The film also shies away as much as possible from showing us anything too gay. In fact, it’s hard not to get the awkward (if no doubt inadvertent) feeling that the film’s implying that the more Freddie got immersed in the gay underworld, the more he was consumed by his flaws and by bad things. In any case we get shots of Freddie at S&M parties, but shot with a dream like wistfulness that concentrates on Freddie walking towards the camera disconnected from his surroundings. The film juggles the timeline of Freddie’s life as much as possible to make for a clean narrative (in actual fact Prenter wasn’t dismissed until two years after Live Aid, Queen never split up and reformed and Freddie wasn’t diagnosed formally with AIDS until 1989), and it adds to a feeling that we are seeing a carefully formed drama that is telling a “better” version of Freddie’s life.

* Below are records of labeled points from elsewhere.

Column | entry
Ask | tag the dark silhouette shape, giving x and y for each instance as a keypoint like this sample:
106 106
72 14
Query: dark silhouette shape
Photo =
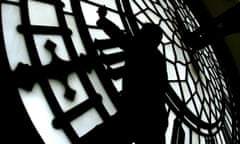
144 85
111 29
143 115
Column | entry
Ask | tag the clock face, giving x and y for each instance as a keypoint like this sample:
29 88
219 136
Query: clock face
68 71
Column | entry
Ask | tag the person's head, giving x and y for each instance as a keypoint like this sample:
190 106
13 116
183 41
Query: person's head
152 34
102 11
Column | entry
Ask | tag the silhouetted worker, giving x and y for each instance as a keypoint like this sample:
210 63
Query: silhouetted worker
144 86
112 30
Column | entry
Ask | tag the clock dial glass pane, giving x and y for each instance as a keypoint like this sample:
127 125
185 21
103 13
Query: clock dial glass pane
73 70
196 77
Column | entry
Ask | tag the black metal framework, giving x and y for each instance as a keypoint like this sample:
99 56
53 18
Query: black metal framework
201 105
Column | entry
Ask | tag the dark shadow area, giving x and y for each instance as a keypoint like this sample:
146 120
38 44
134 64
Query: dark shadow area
142 117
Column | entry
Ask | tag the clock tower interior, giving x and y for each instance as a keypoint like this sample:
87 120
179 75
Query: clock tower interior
77 71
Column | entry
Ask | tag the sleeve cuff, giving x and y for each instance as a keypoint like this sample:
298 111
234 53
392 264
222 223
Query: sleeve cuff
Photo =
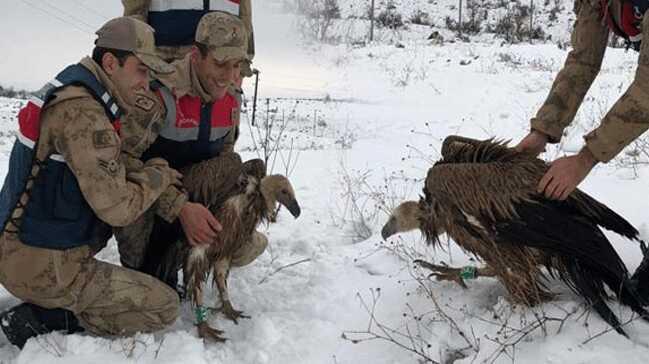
170 206
554 133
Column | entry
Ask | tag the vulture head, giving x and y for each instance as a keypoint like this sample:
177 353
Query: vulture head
277 188
404 218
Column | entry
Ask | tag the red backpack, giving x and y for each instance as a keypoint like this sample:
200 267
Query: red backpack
630 23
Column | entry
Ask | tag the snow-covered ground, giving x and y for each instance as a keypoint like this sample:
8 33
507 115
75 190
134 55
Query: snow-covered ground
326 276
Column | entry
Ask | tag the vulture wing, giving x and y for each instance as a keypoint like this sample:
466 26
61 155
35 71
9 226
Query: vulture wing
496 187
213 181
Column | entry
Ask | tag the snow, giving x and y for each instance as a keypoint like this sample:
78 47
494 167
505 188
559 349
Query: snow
390 107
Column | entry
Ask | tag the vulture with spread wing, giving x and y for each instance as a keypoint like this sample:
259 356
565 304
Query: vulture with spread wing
241 197
483 195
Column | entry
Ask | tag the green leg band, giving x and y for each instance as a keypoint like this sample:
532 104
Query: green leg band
201 314
468 272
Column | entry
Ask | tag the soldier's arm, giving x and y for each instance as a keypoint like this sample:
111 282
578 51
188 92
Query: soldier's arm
137 8
629 117
589 39
91 148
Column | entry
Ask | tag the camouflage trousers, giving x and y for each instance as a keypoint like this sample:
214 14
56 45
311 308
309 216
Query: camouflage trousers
107 299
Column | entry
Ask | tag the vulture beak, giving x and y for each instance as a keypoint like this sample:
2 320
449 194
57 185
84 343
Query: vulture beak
389 229
293 208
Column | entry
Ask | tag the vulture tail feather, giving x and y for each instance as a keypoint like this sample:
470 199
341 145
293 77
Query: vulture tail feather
593 291
601 215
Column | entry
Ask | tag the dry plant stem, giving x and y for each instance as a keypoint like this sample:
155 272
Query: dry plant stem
277 270
378 331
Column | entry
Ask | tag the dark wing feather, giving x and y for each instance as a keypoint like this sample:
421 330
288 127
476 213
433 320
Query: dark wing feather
602 215
497 187
587 255
213 181
255 168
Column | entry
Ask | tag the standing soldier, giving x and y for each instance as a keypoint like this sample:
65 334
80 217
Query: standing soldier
627 119
175 23
200 125
67 185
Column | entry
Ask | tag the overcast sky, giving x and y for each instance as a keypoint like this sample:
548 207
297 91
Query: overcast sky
39 38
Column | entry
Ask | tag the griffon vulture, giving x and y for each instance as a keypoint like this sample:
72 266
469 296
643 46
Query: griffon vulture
483 195
241 197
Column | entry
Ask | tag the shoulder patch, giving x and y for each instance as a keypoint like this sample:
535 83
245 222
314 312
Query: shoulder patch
144 102
104 139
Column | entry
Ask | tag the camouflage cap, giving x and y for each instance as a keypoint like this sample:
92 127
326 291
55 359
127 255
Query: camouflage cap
129 34
224 35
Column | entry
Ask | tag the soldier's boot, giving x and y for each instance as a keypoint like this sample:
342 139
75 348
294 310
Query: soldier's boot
640 280
26 320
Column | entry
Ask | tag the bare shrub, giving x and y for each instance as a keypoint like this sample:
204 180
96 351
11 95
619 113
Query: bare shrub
390 17
420 18
362 202
270 141
317 18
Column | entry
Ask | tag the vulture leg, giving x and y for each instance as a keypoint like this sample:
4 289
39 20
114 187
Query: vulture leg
445 273
221 272
205 331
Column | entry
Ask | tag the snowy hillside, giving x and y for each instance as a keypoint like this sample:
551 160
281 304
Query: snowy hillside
399 20
328 289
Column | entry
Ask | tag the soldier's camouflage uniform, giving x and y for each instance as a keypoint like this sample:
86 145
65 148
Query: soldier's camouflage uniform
628 118
107 299
134 239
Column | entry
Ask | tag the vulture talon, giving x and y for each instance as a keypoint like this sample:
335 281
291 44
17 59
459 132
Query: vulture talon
443 273
210 333
231 313
483 196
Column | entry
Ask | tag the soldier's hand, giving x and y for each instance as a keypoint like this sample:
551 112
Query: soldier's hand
534 143
200 226
173 177
565 174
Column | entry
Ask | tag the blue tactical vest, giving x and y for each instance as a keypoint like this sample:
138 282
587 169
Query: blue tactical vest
175 21
56 216
193 131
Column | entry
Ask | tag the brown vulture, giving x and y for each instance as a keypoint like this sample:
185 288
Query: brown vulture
484 196
241 197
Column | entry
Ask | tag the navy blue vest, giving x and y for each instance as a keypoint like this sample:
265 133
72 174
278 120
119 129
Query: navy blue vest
57 215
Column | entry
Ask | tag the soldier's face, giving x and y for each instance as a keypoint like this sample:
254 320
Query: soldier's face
215 76
130 78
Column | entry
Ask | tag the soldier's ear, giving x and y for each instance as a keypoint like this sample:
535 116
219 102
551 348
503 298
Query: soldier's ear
109 63
195 54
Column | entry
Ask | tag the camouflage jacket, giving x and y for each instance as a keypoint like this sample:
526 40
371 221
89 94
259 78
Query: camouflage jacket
184 81
140 130
627 119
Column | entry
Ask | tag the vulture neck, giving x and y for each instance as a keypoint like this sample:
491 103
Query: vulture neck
268 196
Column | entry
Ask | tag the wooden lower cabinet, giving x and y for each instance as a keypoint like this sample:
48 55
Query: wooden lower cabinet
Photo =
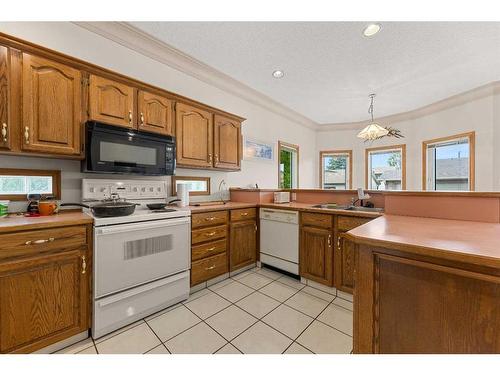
410 303
222 241
44 297
316 255
243 244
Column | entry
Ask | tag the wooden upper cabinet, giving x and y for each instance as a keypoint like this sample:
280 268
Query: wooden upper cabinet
111 102
194 134
155 113
5 124
316 255
51 108
227 143
243 244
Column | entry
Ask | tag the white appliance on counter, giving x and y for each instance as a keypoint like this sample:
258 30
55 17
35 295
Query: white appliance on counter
141 261
279 239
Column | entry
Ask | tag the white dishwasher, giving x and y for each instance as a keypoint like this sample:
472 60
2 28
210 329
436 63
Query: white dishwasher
279 239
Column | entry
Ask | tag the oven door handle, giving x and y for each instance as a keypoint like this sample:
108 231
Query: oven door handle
142 289
142 226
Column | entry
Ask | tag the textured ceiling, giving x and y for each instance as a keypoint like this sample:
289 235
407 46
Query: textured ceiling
330 68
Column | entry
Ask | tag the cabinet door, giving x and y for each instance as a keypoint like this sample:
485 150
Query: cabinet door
194 135
227 143
243 241
5 123
316 255
344 264
43 300
111 102
51 106
155 113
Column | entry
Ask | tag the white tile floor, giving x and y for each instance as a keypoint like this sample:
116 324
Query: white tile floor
258 311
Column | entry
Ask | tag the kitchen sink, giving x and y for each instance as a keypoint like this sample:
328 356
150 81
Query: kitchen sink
333 206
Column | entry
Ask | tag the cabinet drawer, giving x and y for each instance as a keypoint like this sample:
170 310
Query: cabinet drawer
346 223
208 268
316 220
208 234
243 214
208 218
36 241
208 249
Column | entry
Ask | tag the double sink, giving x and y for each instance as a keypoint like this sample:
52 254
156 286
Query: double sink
348 208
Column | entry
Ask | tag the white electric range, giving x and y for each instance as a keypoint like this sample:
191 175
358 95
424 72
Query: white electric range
141 261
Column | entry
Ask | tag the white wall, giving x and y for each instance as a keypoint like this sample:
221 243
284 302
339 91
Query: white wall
481 115
261 123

The biggest weapon in the film’s arsenal is Rami Malek’s brilliant performance in the lead role. His recreation of Freddie’s performance style and on-stage swagger is so faultless, you start to believe you are seeing the real thing. Not only does he capture the on-stage persona, but he really adds a vulnerability, loneliness and sensitivity to Freddie’s private life. He can be prickly and arrogant, but it all stems from a deep insecurity that Malek brilliantly builds with a tender empathy. It’s a star-making performance, and he is very well supported by the rest of the cast, including Lucy Boynton as his loving wife, Gwilym Lee, Ben Hardy and Joe Mazzello very good as the other members of the band and Tom Hollander excellent as their eventual manager.

The main issue with the film is its strident conventionality. It obeys all the rules you would expect of a good biopic, and builds a picture of Freddie’s life that perfectly fits an ideal drama structure. Malek is superb, but the film is basically safe and fairly traditional and largely directed with a lack of imagination (although it’s troubled production, Bryan Singer’s dismissal due to “personal problems” and Dexter Fletcher’s late parachuting in to finish the film no doubt contributed to this) which offers very little that will surprise you. But I think it provides enough pleasure from Queen’s wonderful discography – and taps so successfully into the genuine love people have for the band – that it will do just enough to rock you.